The research focus entitled "Globalisation and institutional change" deals with the impacts globalisation processes have on the developmental dynamics of social institutionalisation processes and institutions in different regions of the world.


Fields of research

The first field of research is involved with an international comparison of the changes in production and innovation models. This work looks at the emergence of institutional orders that enable new forms of corporate and transnational joint ventures within the arena of political and economic action. Research projects examine global forms of joint ventures in knowledge production (e.g. in the area of digital products and services, including think tanks) and question how the economic and political players access knowledge bases distributed throughout the world. In addition, the local microprocesses of interwoven global relationships are examined in different regional contexts. On a meso-level, studies look at how knowledge production organisations accompany these processes through transnational discourse constellations.

The second field of research concerns the changes taking place in nationally framed institutional orders under the influence of economic, political, legal and cultural globalisation processes.

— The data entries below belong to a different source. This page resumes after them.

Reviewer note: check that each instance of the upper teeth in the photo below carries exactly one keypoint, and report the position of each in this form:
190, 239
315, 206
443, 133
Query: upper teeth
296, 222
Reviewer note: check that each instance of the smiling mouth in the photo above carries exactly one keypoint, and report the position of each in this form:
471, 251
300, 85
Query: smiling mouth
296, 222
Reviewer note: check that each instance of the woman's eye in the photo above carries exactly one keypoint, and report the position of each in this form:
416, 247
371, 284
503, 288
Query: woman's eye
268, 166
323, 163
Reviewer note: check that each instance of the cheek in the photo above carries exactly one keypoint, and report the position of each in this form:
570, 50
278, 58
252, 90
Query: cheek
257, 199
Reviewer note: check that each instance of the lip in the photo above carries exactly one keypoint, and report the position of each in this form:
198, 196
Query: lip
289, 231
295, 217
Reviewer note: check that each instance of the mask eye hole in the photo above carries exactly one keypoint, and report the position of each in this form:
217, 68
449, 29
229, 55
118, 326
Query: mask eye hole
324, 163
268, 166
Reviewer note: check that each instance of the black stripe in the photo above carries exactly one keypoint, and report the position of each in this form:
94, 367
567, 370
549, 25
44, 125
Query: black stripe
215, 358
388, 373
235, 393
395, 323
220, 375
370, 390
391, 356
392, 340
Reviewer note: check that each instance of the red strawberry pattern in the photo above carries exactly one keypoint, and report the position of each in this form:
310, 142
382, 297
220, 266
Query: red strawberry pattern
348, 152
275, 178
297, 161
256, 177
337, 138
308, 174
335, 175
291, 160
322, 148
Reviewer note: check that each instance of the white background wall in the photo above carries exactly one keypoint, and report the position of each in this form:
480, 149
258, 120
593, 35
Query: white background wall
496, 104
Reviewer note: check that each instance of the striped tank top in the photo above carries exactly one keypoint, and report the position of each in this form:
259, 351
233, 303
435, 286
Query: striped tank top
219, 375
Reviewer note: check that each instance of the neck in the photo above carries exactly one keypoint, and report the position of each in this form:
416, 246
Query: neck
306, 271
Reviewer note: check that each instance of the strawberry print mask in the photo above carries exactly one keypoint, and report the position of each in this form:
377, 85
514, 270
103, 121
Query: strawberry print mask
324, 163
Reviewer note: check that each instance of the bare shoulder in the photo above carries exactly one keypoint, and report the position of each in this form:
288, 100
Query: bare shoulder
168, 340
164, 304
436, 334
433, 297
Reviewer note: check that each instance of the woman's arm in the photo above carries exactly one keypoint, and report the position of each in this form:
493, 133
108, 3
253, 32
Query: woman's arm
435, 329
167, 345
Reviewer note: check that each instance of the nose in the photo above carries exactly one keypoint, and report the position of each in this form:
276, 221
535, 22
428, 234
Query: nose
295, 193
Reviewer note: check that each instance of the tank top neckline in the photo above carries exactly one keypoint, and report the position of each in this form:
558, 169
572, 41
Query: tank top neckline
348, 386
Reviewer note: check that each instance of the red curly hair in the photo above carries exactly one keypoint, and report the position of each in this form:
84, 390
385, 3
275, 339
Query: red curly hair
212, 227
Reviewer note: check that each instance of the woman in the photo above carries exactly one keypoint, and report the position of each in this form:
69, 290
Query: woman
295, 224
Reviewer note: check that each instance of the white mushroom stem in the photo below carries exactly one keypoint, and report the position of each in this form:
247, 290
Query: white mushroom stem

Projects designed as international comparative studies focus on long-term transformative effects caused by incremental processes of institutional change within the arena of financial market institutions, industrial relations and intellectual property rights. Complementing these politico-economic research fields, the work will also analyse the institutional transformations taking place in social and labour policies, the political regulation of our information society, of welfare regimes and constitutional democracies. With their research, the Göttingen social scientists aim to make their mark on the more recent debate going on in the field of institutional theory.

The third field of research deals with the development of new patterns of national orders and their effects on the dynamics of globalisation and institutional change. In particular, the central focus of this research is on the “emerging economies” of China and India, the institutional orders of which cannot be assigned to our conventionally known “varieties of capitalism”. There will be research projects that aim to analyse the institutional specifics of these orders, their cultural backgrounds and economic effects and thereby to expand the “varieties of capitalism” discussion by including factors and dynamics previously not taken into account.

The fourth field of research deals with the impacts of the macroprocesses of economic globalisation on the micro level of the career paths of individuals and the associated structures of social inequalities. The focus here is a transnational comparison of critical and transitional phases of a working lifetime, like the phase of entry into the job market, for example, which thereby also creates links to another research focus of the faculty: “Educational research”. Furthermore, questions are asked as to how individuals cope with the new risks and instabilities during their working lifetimes and what effects said factors have on other areas of life (e.g. partnerships, family etc.).

A fifth field of research is dedicated to micro-level analysis of situations, cases and discourses with complex processes of negotiation between the culturally and socially diverse interest groups encountering each other in the context of developmental processes in Africa, Asia and in the Pacific region. On the one hand, the focus centres on the problem of collective action within the interplay taking place, in part, between local institutions steeped in generations of tradition and, otherwise new institutions brought in from the outside. On the other hand, processes of creative adaptation and innovation are involved that are being launched on local and regional levels in the wake of global developments.